Sharp provided $1.4 million in seller financing to Crye in a 2007 transaction involving 194.5 acres of land in Fairview. The complaint claims he has not complied with a revised payment plan covering the remaining balance on the loan, $1.1 million. The filing also says Crye breached his original contract by failing to uphold his responsibility to handle the “leasing, management, and maintenance” of two residences located on the property.
Plaintiffs’ attorney: Fred Russell Harwell of Adams & Reese LLP. Efforts to reach Crye last week were not successful.
Tennessee Court of Appeals
Tennessee Farmers Mutual Insurance Co. v. Michael Neill. Ruling issued June 2. The state’s appellate jurists must have been thinking about what Mama always said: You could put an eye out with that thing.

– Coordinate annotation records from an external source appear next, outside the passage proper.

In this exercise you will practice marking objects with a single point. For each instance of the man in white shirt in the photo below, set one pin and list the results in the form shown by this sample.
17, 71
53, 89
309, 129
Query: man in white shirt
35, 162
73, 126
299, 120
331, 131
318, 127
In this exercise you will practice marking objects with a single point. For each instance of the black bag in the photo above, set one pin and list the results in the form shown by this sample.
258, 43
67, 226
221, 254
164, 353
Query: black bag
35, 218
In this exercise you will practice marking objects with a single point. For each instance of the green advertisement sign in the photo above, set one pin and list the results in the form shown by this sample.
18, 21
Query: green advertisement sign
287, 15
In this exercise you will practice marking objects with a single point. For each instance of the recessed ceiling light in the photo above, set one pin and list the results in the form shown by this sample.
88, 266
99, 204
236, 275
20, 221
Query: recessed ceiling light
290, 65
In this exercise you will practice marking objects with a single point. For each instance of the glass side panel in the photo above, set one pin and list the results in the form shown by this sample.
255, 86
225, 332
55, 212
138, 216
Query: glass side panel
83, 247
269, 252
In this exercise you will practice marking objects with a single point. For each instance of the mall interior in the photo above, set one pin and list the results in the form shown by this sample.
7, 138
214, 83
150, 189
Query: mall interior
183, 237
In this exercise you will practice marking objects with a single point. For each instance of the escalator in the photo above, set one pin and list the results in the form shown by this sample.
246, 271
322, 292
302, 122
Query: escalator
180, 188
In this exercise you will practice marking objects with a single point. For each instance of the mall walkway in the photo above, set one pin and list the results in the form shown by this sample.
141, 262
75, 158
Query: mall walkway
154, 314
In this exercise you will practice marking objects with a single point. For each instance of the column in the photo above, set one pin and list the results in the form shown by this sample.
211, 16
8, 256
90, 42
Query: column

Neill, of Bedford County, had just vanquished a buddy in a rousing paintball battle when his opponent took off his protective goggles. Just then, Neill decided to blast him one more time in a bit of playful hazing, and he fired at his friend’s chest. Unfortunately, the projectile curved in flight and struck the friend squarely in the eye, causing “some injury,” in the words of the opinion.
Tennessee Farmers, as insurer of the property where the accident took place, sued to try to enforce a policy exclusion for intentional actions. But the trial court found that Neill’s shot was “a celebratory gesture,” with no harm intended. The appeals court has concurred with that reasoning — while passing no judgment on the wisdom of Neill’s act.
Plaintiff’s attorney: Steven Ashley Dix, Murfreesboro. Defendant’s attorney: Lee Bussart Bowles of Lewisburg.
Walker Duncan and Kyle Swenson also contributed to this report.